# Know anyone with a motorhome or campervan? :)



## gaston909 (May 9, 2012)

Hey Guys, 

I am travelling to Cyrpus (Paphos) on the 11th of June, I am looking into renting a motorhome or campervan for a week (or less) it will just be me and my girlfriend.

I have been looking on sites but had no luck so far, can anyone help me out, I would love to find some sites or anything.

Do you have a gumtree, or craiglist equivilent?

Maybe some kind soul would lend me one for a few days!

That would be great!

Thanks guys


----------



## kimonas (Jul 19, 2008)

Someone will doubtless correct me if I'm wrong, but in 7 years of negotaiting traffic on a daily commute to work which covers 1/3rd of the island and countless holiday and weekend ramblings to all parts of the island, I can't recall ever having seen a motorhome, campervan or caravan here. I think there is only one campsite near Polis, and certainly the tourist sector is not strong in encouraging camping or caravanning. But you never know...

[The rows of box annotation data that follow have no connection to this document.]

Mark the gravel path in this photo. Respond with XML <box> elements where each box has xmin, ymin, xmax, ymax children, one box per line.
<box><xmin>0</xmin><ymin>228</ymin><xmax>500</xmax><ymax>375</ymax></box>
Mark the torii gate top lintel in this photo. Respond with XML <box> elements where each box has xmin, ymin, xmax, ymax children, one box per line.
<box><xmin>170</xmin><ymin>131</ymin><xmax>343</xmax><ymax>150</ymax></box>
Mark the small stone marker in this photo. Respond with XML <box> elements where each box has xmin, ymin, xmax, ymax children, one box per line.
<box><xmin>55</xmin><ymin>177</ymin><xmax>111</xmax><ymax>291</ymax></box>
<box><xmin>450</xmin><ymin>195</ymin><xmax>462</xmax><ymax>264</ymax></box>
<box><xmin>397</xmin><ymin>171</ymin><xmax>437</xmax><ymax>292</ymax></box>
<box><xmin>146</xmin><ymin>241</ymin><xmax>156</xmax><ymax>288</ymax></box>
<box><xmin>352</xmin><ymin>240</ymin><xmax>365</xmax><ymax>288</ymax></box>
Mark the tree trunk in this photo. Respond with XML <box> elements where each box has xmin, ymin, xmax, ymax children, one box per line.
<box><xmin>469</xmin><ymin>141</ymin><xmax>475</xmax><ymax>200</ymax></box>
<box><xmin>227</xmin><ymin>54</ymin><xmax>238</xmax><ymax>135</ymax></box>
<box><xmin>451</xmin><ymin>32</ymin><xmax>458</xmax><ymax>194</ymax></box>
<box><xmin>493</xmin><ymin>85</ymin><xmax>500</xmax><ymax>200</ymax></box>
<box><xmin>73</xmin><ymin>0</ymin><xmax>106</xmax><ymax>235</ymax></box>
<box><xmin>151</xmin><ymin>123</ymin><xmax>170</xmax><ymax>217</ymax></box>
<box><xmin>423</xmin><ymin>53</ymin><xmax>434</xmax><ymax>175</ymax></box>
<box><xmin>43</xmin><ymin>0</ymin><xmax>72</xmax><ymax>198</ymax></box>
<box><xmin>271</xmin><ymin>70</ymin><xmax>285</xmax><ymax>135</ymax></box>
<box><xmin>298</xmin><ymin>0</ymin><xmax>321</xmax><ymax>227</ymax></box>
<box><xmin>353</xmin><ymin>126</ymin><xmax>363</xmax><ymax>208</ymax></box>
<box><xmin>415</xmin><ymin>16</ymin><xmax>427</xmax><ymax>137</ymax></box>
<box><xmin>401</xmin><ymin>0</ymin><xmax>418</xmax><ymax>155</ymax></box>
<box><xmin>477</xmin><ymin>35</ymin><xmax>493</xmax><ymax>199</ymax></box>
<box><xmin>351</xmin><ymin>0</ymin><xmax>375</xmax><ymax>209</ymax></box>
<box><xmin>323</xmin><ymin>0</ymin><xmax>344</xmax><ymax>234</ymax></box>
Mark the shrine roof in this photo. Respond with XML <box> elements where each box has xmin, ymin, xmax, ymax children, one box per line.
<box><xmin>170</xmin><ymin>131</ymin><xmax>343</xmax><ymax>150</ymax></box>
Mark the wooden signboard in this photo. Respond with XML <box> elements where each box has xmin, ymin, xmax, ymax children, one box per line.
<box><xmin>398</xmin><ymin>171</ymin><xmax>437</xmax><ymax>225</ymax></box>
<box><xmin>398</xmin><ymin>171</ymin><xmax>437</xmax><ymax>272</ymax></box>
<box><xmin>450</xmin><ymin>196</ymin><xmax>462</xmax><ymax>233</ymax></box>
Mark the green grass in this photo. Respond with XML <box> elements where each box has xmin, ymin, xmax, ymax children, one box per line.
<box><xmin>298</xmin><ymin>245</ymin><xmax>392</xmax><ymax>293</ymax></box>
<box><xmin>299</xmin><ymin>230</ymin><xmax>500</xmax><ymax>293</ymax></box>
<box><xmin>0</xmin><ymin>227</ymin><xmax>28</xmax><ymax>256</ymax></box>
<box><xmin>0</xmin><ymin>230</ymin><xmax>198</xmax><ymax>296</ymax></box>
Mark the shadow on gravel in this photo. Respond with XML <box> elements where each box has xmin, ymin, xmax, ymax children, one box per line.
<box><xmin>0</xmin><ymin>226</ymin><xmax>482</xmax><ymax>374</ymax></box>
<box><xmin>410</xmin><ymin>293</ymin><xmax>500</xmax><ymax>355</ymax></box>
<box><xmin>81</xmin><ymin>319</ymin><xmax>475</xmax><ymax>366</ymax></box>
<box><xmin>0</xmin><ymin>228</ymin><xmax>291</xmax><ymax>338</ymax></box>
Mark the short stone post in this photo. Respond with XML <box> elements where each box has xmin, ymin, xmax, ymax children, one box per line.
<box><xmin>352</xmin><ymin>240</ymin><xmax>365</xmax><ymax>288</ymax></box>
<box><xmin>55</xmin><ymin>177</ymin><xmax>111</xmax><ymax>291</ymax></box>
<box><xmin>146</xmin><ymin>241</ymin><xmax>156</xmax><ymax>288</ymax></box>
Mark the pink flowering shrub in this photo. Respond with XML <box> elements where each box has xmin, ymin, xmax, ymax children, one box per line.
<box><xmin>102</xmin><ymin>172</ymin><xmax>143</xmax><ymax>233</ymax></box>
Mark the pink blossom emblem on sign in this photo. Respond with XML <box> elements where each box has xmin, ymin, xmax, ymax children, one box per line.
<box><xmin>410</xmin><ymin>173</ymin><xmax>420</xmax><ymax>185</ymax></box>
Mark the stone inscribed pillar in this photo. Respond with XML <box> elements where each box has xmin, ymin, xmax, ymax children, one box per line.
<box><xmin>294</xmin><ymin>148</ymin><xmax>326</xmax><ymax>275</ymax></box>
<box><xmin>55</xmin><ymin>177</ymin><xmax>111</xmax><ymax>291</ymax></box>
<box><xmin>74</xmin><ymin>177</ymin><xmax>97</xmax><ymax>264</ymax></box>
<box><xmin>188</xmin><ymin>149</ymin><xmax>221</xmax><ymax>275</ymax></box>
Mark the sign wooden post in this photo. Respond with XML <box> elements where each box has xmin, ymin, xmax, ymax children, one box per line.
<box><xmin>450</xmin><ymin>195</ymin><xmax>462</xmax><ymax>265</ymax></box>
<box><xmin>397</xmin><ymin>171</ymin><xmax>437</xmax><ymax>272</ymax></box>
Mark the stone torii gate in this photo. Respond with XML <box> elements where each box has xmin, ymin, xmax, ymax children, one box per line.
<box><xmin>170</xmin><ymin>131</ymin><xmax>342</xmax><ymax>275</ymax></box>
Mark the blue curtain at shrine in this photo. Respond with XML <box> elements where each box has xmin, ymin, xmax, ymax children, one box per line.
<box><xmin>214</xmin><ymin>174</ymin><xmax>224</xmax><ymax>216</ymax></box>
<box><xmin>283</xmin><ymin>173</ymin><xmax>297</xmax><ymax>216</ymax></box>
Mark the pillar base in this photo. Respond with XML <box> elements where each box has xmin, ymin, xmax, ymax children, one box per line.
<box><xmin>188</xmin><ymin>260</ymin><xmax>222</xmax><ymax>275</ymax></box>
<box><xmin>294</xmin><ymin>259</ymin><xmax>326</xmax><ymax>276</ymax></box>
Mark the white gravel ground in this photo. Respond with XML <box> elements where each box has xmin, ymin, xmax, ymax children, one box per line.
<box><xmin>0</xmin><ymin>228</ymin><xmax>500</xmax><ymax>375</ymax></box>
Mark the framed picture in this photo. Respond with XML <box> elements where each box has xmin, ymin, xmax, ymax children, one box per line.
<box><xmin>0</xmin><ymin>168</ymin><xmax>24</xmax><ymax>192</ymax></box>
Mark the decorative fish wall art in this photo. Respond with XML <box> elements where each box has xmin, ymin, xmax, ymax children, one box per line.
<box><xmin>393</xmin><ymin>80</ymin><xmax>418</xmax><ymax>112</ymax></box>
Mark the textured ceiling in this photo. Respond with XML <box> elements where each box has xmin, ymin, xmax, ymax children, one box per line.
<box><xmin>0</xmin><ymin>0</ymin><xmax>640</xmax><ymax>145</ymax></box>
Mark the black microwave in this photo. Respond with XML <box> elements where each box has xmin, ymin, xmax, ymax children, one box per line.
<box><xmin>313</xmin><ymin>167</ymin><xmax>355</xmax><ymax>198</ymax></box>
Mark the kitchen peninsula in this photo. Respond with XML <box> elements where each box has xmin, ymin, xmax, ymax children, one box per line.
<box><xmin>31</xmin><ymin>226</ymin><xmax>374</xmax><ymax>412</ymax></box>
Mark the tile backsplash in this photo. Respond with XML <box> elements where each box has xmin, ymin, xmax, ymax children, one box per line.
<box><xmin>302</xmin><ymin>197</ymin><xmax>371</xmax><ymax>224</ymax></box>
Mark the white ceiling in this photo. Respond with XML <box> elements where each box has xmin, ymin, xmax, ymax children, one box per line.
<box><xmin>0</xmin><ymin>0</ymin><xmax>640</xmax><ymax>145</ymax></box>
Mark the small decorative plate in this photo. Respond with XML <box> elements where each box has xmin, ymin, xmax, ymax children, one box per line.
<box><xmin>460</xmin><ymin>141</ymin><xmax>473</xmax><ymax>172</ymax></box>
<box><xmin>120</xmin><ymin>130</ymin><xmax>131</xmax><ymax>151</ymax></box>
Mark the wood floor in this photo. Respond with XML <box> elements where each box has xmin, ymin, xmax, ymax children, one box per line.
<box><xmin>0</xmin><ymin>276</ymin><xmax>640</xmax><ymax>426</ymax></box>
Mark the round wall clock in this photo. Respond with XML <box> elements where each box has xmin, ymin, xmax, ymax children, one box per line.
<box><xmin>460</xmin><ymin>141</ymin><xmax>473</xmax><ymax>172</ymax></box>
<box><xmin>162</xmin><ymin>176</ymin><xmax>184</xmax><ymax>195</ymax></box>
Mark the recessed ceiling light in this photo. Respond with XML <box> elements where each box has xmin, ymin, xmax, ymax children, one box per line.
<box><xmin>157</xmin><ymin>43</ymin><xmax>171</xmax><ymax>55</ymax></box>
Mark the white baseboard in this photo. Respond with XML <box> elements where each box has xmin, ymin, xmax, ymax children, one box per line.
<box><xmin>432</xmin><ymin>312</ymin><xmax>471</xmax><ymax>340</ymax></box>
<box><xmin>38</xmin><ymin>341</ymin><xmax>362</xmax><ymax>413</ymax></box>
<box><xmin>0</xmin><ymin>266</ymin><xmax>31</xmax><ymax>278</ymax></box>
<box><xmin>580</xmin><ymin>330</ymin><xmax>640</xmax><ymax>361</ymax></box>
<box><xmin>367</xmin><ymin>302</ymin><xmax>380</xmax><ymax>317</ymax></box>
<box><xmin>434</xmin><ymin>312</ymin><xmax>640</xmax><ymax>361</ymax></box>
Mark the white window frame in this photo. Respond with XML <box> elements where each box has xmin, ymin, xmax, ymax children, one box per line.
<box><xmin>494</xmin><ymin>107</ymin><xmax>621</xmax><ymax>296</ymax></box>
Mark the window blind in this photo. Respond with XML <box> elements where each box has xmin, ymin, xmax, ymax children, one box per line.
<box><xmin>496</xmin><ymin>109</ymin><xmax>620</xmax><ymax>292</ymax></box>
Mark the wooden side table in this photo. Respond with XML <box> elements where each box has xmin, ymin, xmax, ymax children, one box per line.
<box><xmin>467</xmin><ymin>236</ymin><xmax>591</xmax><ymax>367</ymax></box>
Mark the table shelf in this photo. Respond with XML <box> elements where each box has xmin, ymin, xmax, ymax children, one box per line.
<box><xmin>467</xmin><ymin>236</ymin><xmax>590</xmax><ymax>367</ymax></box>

Good luck anyway in finding one.


----------



## RHODES4712 (Jan 29, 2012)

Hi, I know of someone who is renting a large static caravan with aircon etc at Limassol. They want £150 a week for rent. It used to be on eBay but it's not on anymore. Their phone number is 0035725323329. I was going to use it as a last resort but I've found an apartment at reasonable money but I just kept the number in case.
The people are called Jane and Steve that's all I know I'm afraid


----------



## Veronica (Apr 5, 2008)

There are one or two sites with caravans but they are mostly gypsies and the like living full time in them.
Certainly apart from Polis and governers bay at Limassol I don't know of any caravan sites for holidaying.


----------